Une famille particulièrement hospitalière de Qaarsut a invité ses cinq visiteurs à prendre un repas. “ Ils voulaient nous retenir à dormir. Mais nous avons dû refuser, car nous savions que nous trouverions un meilleur ancrage pour les bateaux à une quarantaine de kilomètres de là. Plus tard, nous avons appris qu’un gros iceberg s’était détaché au petit matin, et qu’une lame avait fait chavirer 14 petites embarcations juste à l’endroit où nous aurions pu laisser les nôtres ! ”
Le retour à Ilulissat mettait le point final à l’expédition de Thulé. À peu près à la même période, deux autres prédicateurs avaient effectué une tournée de prédication dans des régions reculées de la côte est du Groenland. Les deux expéditions confondues, le bilan chiffré est le suivant : 1 200 livres, 2 199 brochures, 4 224 périodiques et 152 abonnements. Contact est gardé, soit par téléphone, soit par courrier, avec les nombreuses personnes réceptives au message biblique.
Les Témoins de Jéhovah sont heureux de consacrer leur temps, leur énergie et leurs ressources à la mission que le Maître leur a confiée : ‘ être ses témoins jusque dans la région la plus lointaine de la terre. ’ — Actes 1:8.
[Encadré, page 28]
Sur la côte est du Groenland
AU MOMENT où le groupe a atteint Thulé, un couple de Témoins, Viggo et Sonja, se rendait dans un autre territoire qui n’avait jamais été atteint par la prédication : Ittoqqortoormiit (Scoresbysund), sur la côte est du Groenland. Il avait fallu passer par l’Islande, puis prendre un autre avion jusqu’à Constable Point, sur la côte groenlandaise, et enfin un hélicoptère.
“ Jamais les Témoins de Jéhovah ne s’étaient rendus là-bas, ont raconté les deux pionniers, dont la langue maternelle est le groenlandais. Bien qu’isolés, les gens étaient étonnamment bien informés. D’un autre côté, ils étaient heureux d’apprendre du nouveau. Ce sont des conteurs-nés. Ils aiment raconter ce qu’ils savent de la nature, notamment leur expérience de chasseurs de phoques. ” Comment ont-ils réagi au message qui leur était prêché ?
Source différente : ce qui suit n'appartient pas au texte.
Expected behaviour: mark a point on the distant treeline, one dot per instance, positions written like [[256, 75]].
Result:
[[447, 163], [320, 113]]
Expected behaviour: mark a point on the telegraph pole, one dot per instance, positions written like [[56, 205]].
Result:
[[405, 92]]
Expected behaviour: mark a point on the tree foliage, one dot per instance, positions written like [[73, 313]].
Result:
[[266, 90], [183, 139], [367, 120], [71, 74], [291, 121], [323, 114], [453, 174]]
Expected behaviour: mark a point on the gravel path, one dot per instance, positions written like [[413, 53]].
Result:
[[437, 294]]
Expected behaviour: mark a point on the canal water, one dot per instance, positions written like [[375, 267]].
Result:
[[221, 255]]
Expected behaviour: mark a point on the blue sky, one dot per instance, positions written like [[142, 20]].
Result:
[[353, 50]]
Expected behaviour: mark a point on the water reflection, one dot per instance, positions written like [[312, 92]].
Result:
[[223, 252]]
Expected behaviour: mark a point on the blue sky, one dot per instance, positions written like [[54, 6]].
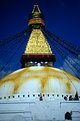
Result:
[[62, 17]]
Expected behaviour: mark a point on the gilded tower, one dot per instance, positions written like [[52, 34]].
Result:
[[37, 51]]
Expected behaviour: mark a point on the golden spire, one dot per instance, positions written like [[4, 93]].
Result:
[[37, 43], [37, 49]]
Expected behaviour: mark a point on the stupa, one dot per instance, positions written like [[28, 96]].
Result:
[[38, 91]]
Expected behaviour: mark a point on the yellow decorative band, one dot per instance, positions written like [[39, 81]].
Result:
[[36, 21]]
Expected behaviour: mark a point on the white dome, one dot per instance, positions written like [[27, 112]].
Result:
[[39, 80]]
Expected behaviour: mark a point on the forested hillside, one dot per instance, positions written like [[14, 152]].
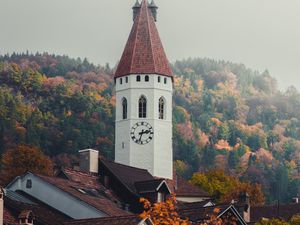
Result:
[[226, 116]]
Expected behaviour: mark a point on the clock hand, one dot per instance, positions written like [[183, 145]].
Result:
[[141, 134]]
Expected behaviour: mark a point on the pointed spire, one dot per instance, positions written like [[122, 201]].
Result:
[[144, 53]]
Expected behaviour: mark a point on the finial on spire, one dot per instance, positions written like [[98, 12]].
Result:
[[153, 7], [136, 7]]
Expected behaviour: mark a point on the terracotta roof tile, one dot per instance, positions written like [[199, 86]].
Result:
[[274, 211], [144, 53], [96, 198], [8, 217], [125, 220], [42, 213], [128, 175]]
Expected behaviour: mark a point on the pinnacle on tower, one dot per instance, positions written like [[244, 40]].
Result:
[[153, 7], [144, 52], [136, 8]]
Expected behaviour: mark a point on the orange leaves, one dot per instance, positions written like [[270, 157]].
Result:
[[20, 159], [186, 131], [163, 213], [223, 145]]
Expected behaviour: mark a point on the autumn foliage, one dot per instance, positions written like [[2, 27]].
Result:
[[227, 188], [20, 159], [163, 213]]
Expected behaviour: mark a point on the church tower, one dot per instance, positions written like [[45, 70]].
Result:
[[144, 85]]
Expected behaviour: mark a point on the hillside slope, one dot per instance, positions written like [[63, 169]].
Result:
[[226, 116]]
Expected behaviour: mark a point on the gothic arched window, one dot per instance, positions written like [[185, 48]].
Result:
[[161, 108], [142, 107], [124, 108]]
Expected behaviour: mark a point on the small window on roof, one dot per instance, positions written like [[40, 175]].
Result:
[[28, 183]]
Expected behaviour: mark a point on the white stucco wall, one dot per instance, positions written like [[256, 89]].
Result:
[[156, 156], [55, 198]]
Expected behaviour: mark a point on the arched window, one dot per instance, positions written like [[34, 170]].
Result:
[[161, 108], [142, 107], [124, 108]]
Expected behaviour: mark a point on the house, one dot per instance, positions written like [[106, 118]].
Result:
[[74, 199], [281, 211]]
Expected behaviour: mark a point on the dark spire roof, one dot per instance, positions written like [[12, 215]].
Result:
[[144, 53]]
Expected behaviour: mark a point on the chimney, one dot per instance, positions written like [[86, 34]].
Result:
[[136, 8], [245, 200], [26, 217], [153, 7], [89, 160], [1, 206]]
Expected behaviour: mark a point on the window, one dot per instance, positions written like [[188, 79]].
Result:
[[161, 108], [142, 107], [29, 183], [124, 108]]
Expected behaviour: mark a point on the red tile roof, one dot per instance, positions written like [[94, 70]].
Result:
[[124, 220], [144, 53], [127, 175], [76, 189], [42, 214], [8, 217], [184, 188], [286, 211], [181, 187]]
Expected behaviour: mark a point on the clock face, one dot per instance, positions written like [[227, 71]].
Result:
[[142, 133]]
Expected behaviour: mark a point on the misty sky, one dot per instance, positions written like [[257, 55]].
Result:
[[262, 34]]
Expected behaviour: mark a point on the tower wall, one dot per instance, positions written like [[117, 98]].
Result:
[[157, 155]]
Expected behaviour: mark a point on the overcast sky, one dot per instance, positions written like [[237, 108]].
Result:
[[262, 34]]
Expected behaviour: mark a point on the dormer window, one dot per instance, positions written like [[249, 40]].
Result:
[[28, 183], [147, 78]]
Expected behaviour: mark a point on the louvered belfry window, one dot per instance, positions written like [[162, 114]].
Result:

“ En allant de maison en maison, nous avons rencontré un homme qui enseignait le catéchisme. Il nous a remerciés d’être passés le voir, lui aussi. Nous lui avons montré nos publications et comment les utiliser. Le lendemain, c’est lui qui est venu : il voulait en savoir davantage sur le nom de Jéhovah. Nous lui avons montré une note en bas de page de sa Bible en groenlandais. Après notre départ, il a téléphoné à des Témoins de Nuuk pour dire qu’il avait apprécié notre visite. À nous maintenant de faire au mieux pour aider cet homme.
“ Nous avons aussi rencontré un enseignant qui connaissait les Témoins de Jéhovah. Avec son autorisation, nous avons parlé pendant deux heures à sa classe, des élèves entre 14 et 16 ans. Nous leur avons passé la cassette vidéo, après quoi nous avons répondu à leurs questions. Nos livres sont partis comme des petits pains, surtout Les jeunes s’interrogent — Réponses pratiquesa. Nous avons continué la conversation avec trois jeunes filles de la classe. Elles nous ont posé tout un tas de questions. L’une d’elles, très intéressée, a voulu savoir comment on devenait Témoin de Jéhovah. Elle nous a dit qu’elle nous enviait et que son père nous appréciait beaucoup. Nous avons promis de nous écrire.
“ Dans un village, nous avons rencontré un autre catéchiste. Nous avons eu une bonne conversation. Il a proposé de remettre nos publications aux hommes partis à la chasse, dès leur retour. Nous avons donc une sorte de proclamateur-diffuseur dans cet endroit perdu ! ”
Malgré le long et fatigant voyage que cela représentait, nos deux pionniers étaient heureux de voir leurs efforts largement récompensés.
[Note de l’encadré]
a Publié par les Témoins de Jéhovah.